City of Hope, a renowned non-profit clinical research and cancer treatment center in Duarte, California, has disclosed a significant cyberattack impacting the personal and protected health information of 827,149 individuals. The breach was detected on October 13, 2023, prompting immediate action to secure systems and initiate forensic investigations to determine the extent of the incident. Working alongside a third-party cybersecurity firm, City of Hope confirmed unauthorized access to systems between September 19, 2023, and October 12, 2023, with copies of certain files exfiltrated during this period.
The delay in issuing notifications stemmed from the comprehensive review needed to assess the compromised systems and identify the breadth of the data breach. Investigations are ongoing, but City of Hope has affirmed that the compromised files contained a range of personal and protected health information, including names, contact details, Social Security numbers, and medical records. Understanding the severity of the breach, City of Hope swiftly implemented additional security measures and enlisted a leading cybersecurity firm to bolster network, system, and data protection.

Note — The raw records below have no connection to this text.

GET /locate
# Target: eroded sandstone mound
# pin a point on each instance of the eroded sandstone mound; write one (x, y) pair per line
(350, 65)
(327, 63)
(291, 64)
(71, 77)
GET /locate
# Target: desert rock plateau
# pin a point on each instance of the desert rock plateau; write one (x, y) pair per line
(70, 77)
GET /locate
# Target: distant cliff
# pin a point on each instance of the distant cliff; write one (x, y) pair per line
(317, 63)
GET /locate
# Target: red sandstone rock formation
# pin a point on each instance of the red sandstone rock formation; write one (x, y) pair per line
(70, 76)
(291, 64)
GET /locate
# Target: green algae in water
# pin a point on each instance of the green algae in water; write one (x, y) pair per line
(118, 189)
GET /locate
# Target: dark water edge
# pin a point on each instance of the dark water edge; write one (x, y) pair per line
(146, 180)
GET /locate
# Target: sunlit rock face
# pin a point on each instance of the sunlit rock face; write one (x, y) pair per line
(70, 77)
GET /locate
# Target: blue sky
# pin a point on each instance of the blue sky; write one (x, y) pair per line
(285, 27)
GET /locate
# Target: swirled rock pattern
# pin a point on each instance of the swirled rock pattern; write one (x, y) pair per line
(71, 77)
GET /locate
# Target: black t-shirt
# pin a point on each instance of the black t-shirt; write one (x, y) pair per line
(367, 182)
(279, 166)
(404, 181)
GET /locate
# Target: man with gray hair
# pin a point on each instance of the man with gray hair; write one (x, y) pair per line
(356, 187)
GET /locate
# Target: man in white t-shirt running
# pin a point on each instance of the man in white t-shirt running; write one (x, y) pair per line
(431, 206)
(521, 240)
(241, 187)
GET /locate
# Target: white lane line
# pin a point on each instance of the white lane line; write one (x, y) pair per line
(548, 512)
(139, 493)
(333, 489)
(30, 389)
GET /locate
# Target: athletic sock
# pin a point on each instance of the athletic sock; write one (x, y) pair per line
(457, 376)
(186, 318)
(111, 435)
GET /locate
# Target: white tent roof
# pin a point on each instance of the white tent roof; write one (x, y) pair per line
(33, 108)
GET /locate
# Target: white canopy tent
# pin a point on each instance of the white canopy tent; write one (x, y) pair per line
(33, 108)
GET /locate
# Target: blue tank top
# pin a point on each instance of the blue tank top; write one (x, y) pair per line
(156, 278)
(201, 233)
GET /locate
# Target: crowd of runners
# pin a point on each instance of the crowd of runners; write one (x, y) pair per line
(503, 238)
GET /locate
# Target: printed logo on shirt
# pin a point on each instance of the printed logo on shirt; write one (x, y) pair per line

Affected individuals, primarily located in California, are being informed via mail about the breach and offered two years of complimentary credit monitoring and identity theft protection services. As City of Hope prioritizes transparency and support for those impacted, efforts are underway to mitigate potential harm and reassure individuals about the security of their information moving forward. This cyberattack underscores the persistent threat faced by organizations handling sensitive data and emphasizes the critical importance of robust cybersecurity measures and prompt incident response strategies in safeguarding individuals’ privacy and security.